If we change the third condition to Not in any of, we’d be searching for active hardbacks without a consumer price more than USD100 *or* a consumer price more than AUD 150.

It’s important to note that this technique does not only apply to finding products with particular conbinations of prices. It can also be used to find works that have, or do not have, products with particular characteristics. For example it is possible to find works that have both out of print hardback products and forthcoming ebook products using a similar method.

Searching for nonexistent data

Ordinary search conditions generally find metadata based on the existence of objects. For example, they can find prices, products, or works based on a price having a particular currency code. Even when they are based on a code not having a particular values, such as Prices - currency code is not USD, they are finding prices that have a particular values, such as GBP, CAD, that do not meet the condition.

If you imagine that all of the products in an account have two prices, one denominated in GBP and one in AUD, a search where the currency code is USD would return nothing at all, because no price records match that condition.

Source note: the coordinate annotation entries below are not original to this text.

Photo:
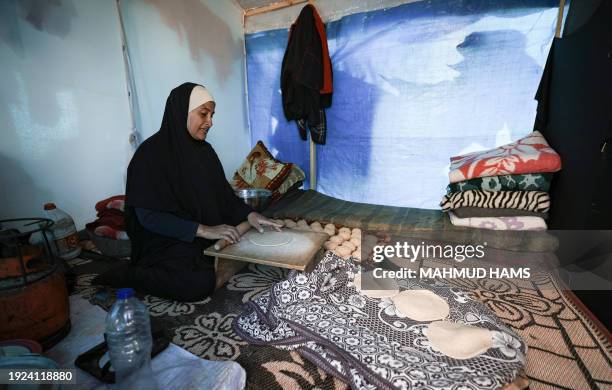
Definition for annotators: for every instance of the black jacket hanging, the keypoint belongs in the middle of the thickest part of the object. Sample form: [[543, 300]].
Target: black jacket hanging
[[306, 75]]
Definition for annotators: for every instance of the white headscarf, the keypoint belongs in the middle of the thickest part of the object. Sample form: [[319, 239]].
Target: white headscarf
[[199, 95]]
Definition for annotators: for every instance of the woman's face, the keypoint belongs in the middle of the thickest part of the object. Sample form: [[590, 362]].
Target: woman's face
[[199, 121]]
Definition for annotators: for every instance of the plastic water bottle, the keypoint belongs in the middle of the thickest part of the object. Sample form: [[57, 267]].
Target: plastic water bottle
[[128, 335], [65, 237]]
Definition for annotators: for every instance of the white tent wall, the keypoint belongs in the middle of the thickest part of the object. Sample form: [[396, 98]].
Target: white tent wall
[[64, 111], [201, 41]]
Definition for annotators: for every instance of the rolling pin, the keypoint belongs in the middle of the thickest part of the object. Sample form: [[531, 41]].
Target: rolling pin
[[242, 228]]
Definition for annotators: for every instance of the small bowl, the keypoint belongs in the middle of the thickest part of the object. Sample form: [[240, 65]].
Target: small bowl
[[257, 198]]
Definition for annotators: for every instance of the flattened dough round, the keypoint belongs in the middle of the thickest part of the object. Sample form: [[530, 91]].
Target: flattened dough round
[[387, 288], [421, 305], [271, 238], [459, 341]]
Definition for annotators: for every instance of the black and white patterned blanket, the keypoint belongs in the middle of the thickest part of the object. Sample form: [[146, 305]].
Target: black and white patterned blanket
[[366, 341], [537, 201]]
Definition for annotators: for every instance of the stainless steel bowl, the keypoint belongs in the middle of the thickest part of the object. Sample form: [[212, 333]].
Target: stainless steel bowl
[[257, 198]]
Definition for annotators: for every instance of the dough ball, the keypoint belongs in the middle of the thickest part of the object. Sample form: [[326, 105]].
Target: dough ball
[[290, 223], [421, 305], [303, 225], [345, 233], [331, 228], [316, 225], [348, 245], [330, 246], [343, 252], [337, 239]]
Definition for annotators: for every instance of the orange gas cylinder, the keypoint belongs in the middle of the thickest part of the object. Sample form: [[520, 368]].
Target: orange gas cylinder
[[33, 294]]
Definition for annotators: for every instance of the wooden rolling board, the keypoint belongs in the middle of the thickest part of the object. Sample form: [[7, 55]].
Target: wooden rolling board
[[297, 254]]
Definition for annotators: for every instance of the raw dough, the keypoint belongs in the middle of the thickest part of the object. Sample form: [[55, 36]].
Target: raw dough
[[329, 245], [458, 341], [316, 225], [343, 252], [330, 228], [271, 238], [337, 239], [348, 245], [386, 288], [303, 225], [421, 305], [290, 223], [345, 233]]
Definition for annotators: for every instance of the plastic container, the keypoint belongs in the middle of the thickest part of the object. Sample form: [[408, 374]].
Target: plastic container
[[64, 232], [128, 335]]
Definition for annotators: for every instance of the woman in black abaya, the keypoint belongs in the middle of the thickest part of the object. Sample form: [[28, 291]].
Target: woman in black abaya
[[177, 203]]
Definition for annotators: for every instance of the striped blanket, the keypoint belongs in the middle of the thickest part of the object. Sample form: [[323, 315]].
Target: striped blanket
[[521, 200], [419, 223]]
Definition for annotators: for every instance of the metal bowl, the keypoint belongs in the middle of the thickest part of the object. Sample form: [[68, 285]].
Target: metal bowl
[[257, 198]]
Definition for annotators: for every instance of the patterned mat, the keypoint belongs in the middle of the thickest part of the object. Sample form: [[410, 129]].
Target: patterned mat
[[566, 347]]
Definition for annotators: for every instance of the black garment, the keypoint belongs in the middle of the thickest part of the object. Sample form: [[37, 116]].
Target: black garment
[[302, 78], [575, 115], [167, 224], [173, 173]]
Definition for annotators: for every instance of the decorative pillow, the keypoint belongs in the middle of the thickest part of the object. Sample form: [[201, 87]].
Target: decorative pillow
[[261, 170]]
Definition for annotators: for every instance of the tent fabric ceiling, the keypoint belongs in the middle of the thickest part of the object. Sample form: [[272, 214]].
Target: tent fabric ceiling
[[248, 4]]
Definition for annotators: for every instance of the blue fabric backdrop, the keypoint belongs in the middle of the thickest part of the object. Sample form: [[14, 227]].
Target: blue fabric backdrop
[[413, 85]]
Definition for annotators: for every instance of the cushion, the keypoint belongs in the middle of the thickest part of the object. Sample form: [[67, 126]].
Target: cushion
[[261, 170]]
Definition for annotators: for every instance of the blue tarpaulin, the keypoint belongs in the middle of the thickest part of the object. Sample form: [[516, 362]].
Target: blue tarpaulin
[[413, 86]]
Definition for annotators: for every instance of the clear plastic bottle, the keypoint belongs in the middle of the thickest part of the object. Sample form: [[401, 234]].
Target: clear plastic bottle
[[64, 232], [128, 335]]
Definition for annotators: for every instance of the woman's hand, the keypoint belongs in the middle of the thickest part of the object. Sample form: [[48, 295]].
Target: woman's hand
[[256, 220], [225, 232]]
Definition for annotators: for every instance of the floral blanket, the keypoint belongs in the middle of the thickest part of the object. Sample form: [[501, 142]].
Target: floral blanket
[[530, 154], [500, 223], [366, 341]]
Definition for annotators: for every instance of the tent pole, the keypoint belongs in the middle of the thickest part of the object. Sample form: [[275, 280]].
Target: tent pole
[[560, 19], [313, 165]]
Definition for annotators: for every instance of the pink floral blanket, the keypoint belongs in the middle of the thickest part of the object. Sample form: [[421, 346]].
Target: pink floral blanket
[[530, 154]]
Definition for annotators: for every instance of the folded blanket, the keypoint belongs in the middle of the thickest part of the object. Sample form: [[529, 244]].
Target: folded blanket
[[367, 341], [477, 212], [500, 223], [522, 200], [526, 182], [530, 154]]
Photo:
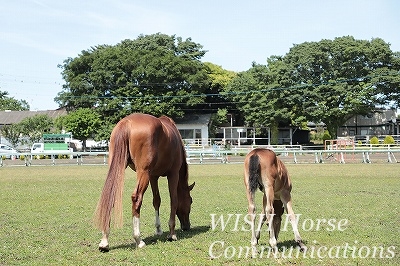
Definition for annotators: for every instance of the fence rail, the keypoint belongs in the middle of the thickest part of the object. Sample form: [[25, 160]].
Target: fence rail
[[289, 154]]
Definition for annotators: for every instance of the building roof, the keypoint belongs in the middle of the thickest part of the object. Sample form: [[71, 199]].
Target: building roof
[[198, 119], [13, 117]]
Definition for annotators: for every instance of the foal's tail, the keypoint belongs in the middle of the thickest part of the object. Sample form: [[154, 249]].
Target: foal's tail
[[254, 172], [111, 196]]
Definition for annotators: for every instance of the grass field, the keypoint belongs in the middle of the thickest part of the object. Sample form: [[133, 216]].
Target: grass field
[[46, 218]]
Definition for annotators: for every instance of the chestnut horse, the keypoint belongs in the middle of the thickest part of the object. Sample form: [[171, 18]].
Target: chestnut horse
[[152, 147], [263, 169]]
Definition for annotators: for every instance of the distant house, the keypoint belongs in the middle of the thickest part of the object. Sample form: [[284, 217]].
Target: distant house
[[383, 122], [194, 128], [13, 117]]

However a search where the currency code is not USD would return all products, because all products have at least one price (in fact they all have two prices) where the currency code is not USD, so all prices match the condition. A search where the currency is not GBP or AUD would not find any results, because no products have a price that is not GBP or AUD.

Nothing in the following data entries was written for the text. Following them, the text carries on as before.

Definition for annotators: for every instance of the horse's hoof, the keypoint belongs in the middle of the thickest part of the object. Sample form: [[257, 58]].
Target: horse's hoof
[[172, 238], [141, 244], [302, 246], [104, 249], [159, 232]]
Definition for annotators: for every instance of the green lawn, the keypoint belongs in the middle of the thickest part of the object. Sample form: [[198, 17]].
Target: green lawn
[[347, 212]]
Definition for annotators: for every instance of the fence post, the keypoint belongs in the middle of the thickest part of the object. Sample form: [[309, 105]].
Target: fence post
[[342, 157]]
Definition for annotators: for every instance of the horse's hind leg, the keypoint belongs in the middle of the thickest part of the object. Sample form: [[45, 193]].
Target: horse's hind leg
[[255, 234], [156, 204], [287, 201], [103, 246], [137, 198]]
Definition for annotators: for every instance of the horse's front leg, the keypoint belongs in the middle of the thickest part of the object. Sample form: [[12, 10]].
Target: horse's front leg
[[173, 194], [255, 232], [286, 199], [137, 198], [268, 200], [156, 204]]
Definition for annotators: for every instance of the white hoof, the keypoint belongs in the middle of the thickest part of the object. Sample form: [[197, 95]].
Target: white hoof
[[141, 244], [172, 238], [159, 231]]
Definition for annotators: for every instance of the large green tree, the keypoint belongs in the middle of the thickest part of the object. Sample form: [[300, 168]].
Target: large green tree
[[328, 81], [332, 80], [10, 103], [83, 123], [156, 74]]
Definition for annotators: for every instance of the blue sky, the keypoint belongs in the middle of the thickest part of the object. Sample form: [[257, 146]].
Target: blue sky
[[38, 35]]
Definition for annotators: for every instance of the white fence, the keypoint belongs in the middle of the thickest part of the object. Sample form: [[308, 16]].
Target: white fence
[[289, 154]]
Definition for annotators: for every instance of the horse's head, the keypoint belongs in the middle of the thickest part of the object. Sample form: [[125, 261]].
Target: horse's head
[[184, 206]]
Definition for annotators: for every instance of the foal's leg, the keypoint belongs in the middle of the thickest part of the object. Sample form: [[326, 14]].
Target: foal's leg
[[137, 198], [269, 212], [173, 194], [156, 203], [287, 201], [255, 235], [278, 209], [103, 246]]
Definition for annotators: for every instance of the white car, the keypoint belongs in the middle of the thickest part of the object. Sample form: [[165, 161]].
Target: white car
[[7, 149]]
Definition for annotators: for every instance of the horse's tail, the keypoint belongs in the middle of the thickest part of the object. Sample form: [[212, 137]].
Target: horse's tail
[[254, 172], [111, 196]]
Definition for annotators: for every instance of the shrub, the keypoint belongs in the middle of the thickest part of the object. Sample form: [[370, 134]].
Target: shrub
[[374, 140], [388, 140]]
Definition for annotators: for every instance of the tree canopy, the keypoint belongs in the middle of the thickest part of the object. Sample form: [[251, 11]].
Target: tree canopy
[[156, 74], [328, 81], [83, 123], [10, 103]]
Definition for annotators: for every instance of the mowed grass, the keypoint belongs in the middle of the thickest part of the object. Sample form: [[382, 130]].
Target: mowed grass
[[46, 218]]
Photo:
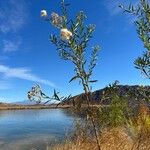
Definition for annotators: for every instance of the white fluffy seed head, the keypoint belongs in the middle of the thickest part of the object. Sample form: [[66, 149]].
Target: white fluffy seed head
[[43, 13], [65, 34]]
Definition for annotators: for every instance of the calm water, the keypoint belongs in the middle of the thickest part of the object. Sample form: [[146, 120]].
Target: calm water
[[33, 129]]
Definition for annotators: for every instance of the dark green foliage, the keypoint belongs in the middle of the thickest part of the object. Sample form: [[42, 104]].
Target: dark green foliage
[[117, 112], [75, 48], [142, 22]]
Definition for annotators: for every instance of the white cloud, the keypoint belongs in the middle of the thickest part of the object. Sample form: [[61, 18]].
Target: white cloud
[[4, 85], [23, 73], [11, 46], [113, 6], [13, 15]]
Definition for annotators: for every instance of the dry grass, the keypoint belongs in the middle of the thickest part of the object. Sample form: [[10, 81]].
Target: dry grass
[[114, 139]]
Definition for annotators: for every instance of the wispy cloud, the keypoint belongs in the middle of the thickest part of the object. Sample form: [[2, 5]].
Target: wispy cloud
[[4, 85], [11, 46], [13, 15], [113, 6], [23, 73]]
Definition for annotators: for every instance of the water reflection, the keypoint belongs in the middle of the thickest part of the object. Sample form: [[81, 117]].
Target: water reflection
[[27, 129]]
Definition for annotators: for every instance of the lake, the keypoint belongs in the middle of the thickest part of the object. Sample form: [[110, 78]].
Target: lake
[[33, 129]]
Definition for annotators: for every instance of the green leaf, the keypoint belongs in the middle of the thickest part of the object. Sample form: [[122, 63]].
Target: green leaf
[[75, 77]]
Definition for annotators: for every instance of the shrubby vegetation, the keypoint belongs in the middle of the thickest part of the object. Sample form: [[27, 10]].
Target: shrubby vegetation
[[141, 12]]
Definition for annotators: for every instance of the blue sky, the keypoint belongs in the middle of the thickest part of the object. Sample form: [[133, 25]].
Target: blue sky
[[27, 57]]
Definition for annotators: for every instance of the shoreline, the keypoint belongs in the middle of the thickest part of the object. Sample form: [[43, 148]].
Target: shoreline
[[21, 107]]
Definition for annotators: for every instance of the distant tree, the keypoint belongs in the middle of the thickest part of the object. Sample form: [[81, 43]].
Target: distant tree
[[142, 23], [72, 45], [36, 94]]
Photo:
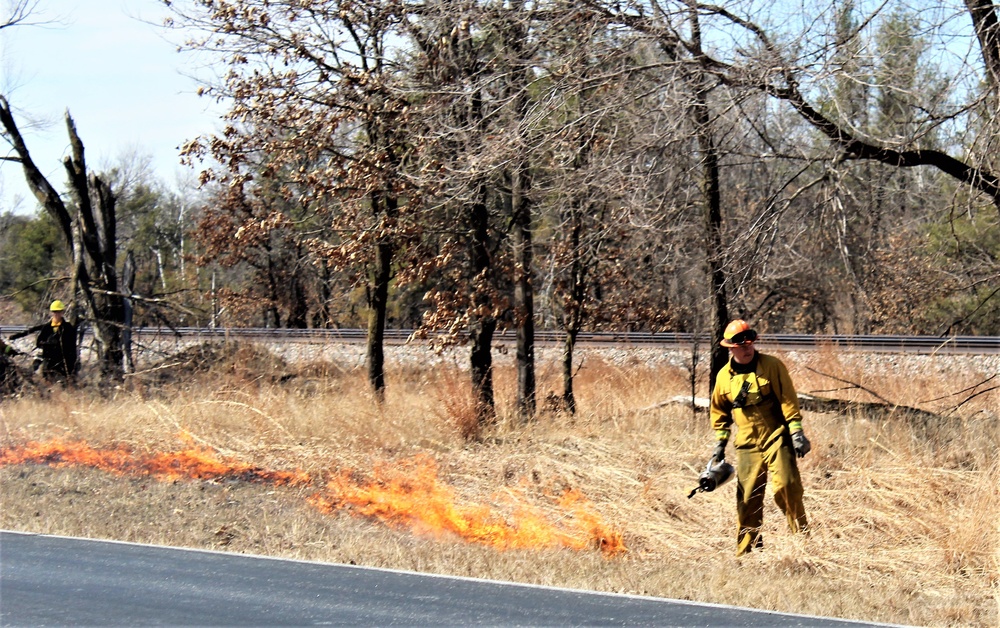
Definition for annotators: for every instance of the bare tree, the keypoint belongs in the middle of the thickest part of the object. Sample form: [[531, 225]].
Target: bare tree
[[89, 226], [312, 83]]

Suppose that there is a single product in the account that has a GBP price but no AUD price. How do you find that?

You could try running two searches, and exporting the product list results to spreadsheets for comparison. One search to list products where the price currency is GBP, and one search where the price currency is AUD, and the product you’re looking for would appear in the first result set and not the second.

But search conditions based on other reports give you a quicker way, by letting you create a report for Price currency is AUD, and a second report with a condition Products - search not in any of *Price currency is AUD*. This is effectively the same as exporting the product list from the Price currency is AUD report and running another report to say search for products that are not in this list.